Simon Hunt

The fatal flaw in Starmer’s AI plan to save Britain

Keir Starmer (Credit: Getty images)

You’d be forgiven for thinking the government’s new AI Opportunities Action Plan lacks ambition. While frontier AI businesses in the US and China are developing dazzlingly powerful AI tools to cure diseases and solve mind-bending equations in physics, Sir Keir Starmer today promised that artificial intelligence would ‘spot potholes more quickly’.

Leaving this Starmerism aside, there is lots of detail in the plan to get tech companies excited. The creation of so-called ‘AI growth zones’ to build tech infrastructure faster and attract clusters of AI expertise in targeted locations brings huge promise. The history of technological advances, from social media to semiconductors, is often a story of bright, like-minded individuals firing off ideas in close proximity.

The AI Action Plan shows that Starmer is a man in a hurry

The creation of a new national data library to support AI development is also welcome; while a new dedicated AI energy council shows a degree of seriousness in the making this work happen. But to deliver on this plan there will be plenty of bumps in the road for Labour to that even AI won’t detect.

The Action Plan is one of the first meaty policy announcements the new Starmer government has made, offering a valuable glimpse into Labour’s broader economic strategy. It shows that the traditional Labour refrain of spending to grow the economy is not on the cards. There are no major spending commitments in this plan: there are a few general pledges to increase the government’s AI work and computing power, but no one puts a figure on these. That is in stark contrast to Biden’s CHIPS act in the US, for example, which pledged $50 billion (£41 billion) in subsidies to build semiconductor foundries. 

It’s quite clear that, in the wake of rising gilt yields and the emergence of bond vigilantes, no one wants to rock the boat by betting growth on greater borrowing. That has focused minds on other policy levers, such as slashing red tape and removing the planning frictions which stop businesses growing. For a lot of tech firms, that is no bad thing. 

It’s clear that much stronger ties with the EU is also off the table for the foreseeable. In a not especially subtle nod to this today, Starmer has said that ‘we don’t need to walk down a US or an EU path on AI regulation – we can go our own way, taking a distinctively British approach’. That is also a signal that the UK wants to steer clear of emulating the EU’s onerous AI Act. This, too, is good news for UK tech. A lot of the big US AI firms have been pretty vocal about the problems with the Act (even Europhile Nick Clegg has had his gripes), and UK AI firms tell me the EU’s rules have effectively removed the bloc from the AI race altogether.

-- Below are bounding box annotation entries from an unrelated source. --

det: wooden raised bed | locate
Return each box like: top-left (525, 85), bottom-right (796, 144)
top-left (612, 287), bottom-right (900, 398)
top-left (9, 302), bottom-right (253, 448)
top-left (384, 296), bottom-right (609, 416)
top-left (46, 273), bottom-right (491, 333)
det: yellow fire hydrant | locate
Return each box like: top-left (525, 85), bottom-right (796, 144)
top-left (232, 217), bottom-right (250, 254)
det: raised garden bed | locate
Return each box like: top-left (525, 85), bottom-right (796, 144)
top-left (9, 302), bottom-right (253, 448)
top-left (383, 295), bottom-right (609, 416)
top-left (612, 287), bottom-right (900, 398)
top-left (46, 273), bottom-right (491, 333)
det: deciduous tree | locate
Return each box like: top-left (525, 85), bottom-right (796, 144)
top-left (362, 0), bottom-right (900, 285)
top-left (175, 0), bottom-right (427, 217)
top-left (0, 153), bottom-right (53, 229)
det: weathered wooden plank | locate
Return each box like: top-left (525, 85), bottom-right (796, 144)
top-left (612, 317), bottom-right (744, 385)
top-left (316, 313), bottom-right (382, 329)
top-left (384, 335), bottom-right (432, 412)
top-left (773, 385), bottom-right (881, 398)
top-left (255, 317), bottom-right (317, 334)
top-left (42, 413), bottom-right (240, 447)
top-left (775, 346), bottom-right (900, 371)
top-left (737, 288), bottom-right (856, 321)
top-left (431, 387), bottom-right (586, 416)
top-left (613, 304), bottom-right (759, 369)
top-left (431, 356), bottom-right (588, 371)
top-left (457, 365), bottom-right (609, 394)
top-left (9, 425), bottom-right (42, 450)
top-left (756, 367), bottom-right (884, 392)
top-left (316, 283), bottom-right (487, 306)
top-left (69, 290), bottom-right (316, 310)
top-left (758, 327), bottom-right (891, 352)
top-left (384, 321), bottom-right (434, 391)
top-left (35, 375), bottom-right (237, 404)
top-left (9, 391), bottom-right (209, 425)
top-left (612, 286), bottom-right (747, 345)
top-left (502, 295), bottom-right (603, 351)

Starmer is hoping that the economic gains from technological advances can be spread widely across the UK’s regions, rather than stay clustered in London as they have been traditionally. There was not a single mention of ‘London’ in the nearly 3,000-word press release the government sent to journalists on its plan, despite the fact the capital is host to the offices of OpenAI, Google DeepMind and Elon Musk’s XAI, among others. 

AI is, Starmer is betting, his silver bullet to improve all corners of the UK. And in some respects his optimism is warranted: building an AI business does not come with strong geographic preconditions – the computer power is all accessed remotely in the cloud. And we’re already seeing lots of AI firms popping up around the UK. Our research conducted at UKTN has found that regions outside London are now seeing a faster rate of AI startup creation than London, while the West Midlands alone has built an AI cluster of over 300 specialist AI businesses, employing over 11,000 people.

The AI Action Plan shows that Starmer is a man in a hurry. The PM knows he needs to deliver tangible improvements to the economy well before the end of the decade if he is to cling on to his big majority. And herein lies the biggest problem with his plan.

AI businesses require huge numbers of computers to do their work – lots of big data centres which consume an awful lot of electricity. And data centre companies tell me it takes five to seven years between submitting a planning application and getting the thing built. To add to that, as one government official put it to me, ‘even if you get planning permission, National Grid will say you won’t be hooked up to the network till 2038’.

In other words, Starmer doesn’t have a hope in hell of seriously getting his action plan into action before the next election. It would require a huge overhaul of the planning system, a total transformation of the energy network, a civil service that can move fast and break through bureaucratic barriers (good luck with that) and a host of local authorities ready to wave through huge construction projects in the name of economic growth.

Each of these elements independently poses huge challenges – but doing them all at once? So many ducks have to get in a row to make it work. I hope this government plan turbocharges Britain’s AI sector. But the benefits of technological advances typically take a decade or more to be realised, and there is a reason for that.